Como visualizamos, "a extradição é ato de defesa internacional, forma de colaboração na repressão do crime" (MILESI, 2004, p. 01). Para tanto, temos a presença de dois Estados, que são os agentes do processo extradicional, sendo chamados aqui como requerente, aquele que requer a extradição, e requerido, o que recebe tal pedido. Não podemos confundir e colocar aquele que possa vir a ser extraditado como parte em tal processo.

3.1.3. FUNDAMENTOS JURÍDICOS DA EXTRADIÇÃO

Após observarmos o conceito da extradição, conhecermos seus limites e agentes, resta-nos focar em seu fundamento jurídico.

Segundo o doutrinador mineiro Francisco Rezek (2007, p. 197 e 198):

o fundamento jurídico de todo pedido de extradição há de ser um tratado entre os dois países envolvidos, no qual se estabeleça que, em presença de determinados pressupostos, dar-se-á a entrega da pessoa reclamada. Na falta de tratado, o pedido de extradição só fará sentido se o Estado de refúgio do indivíduo for receptivo – a luz de sua própria legislação – a uma promessa de reciprocidade.

Na introdução deste capítulo foram apresentados os países que possuem tratados extradicionais com o Brasil.

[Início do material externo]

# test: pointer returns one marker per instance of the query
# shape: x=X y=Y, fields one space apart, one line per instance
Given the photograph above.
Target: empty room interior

Conforme nos explica Deocleciano Torrieri Guimarães (2009, p. 493), promessa é toda "declaração de vontade", assim sendo, a promessa de reciprocidade é a declaração de que o Estado requerente tem a vontade de manter com o requerido uma situação harmônica em casos análogos. Neste sentido temos a posição de Clóvis Beviláqua ao afirmar que a reciprocidade gera "o direito de obter igual serviço, em ocasião análoga, e essa vantagem não é para ser desprezada" (apud SOUZA, 1998, p. 17).

Entretanto, observamos que o fato de haver tratado ou promessa de reciprocidade não obriga o Estado requerido a extraditar pessoa que encontra-se em determinada situação, devendo ser preenchidos diversos requisitos que veremos mais adiante.

3.2. A NATUREZA JURÍDICA DA EXTRADIÇÃO

Segundo os ensinamentos de Eduardo Sampaio (Disponível em: <http://www.grupos.com.br/blog/e.sampaio/permalink/7546.html>. Acesso em 02/03/2010.), a natureza jurídica de todo instituto jurídico "assinala a essência ou substância de um objeto, de um ato ou até mesmo de um ramo da ciência jurídica". Sendo assim, para determinarmos qualquer natureza jurídica de um instituto é necessário "determinar sua essência para classificá-lo dentro do universo de figuras existentes no Direito.

Conforme Francisco Rezek (2007, p. 197), a extradição trata-se "de uma relação executiva, com envolvimento do judiciário".

Vale ressaltar aqui que o Supremo Tribunal Federal é o órgão competente para julgar ações extradicionais. Contudo, não goza do poder de decidir, cabendo então ao Executivo, na figura do Presidente da República a palavra final, ou seja, se será realizada ou não a extradição.

3.3. O PROCESSO DE EXTRADIÇÃO E SEU PROCEDIMENTO

Visando a facilitar o entendimento do processo extradicional, é importante que ocorra uma divisão do procedimento em fases, perfazendo um total de três. A primeira e a última fase, também conhecidas como fases administrativas, correm perante o poder Executivo, a segunda fase, perante o poder Judiciário.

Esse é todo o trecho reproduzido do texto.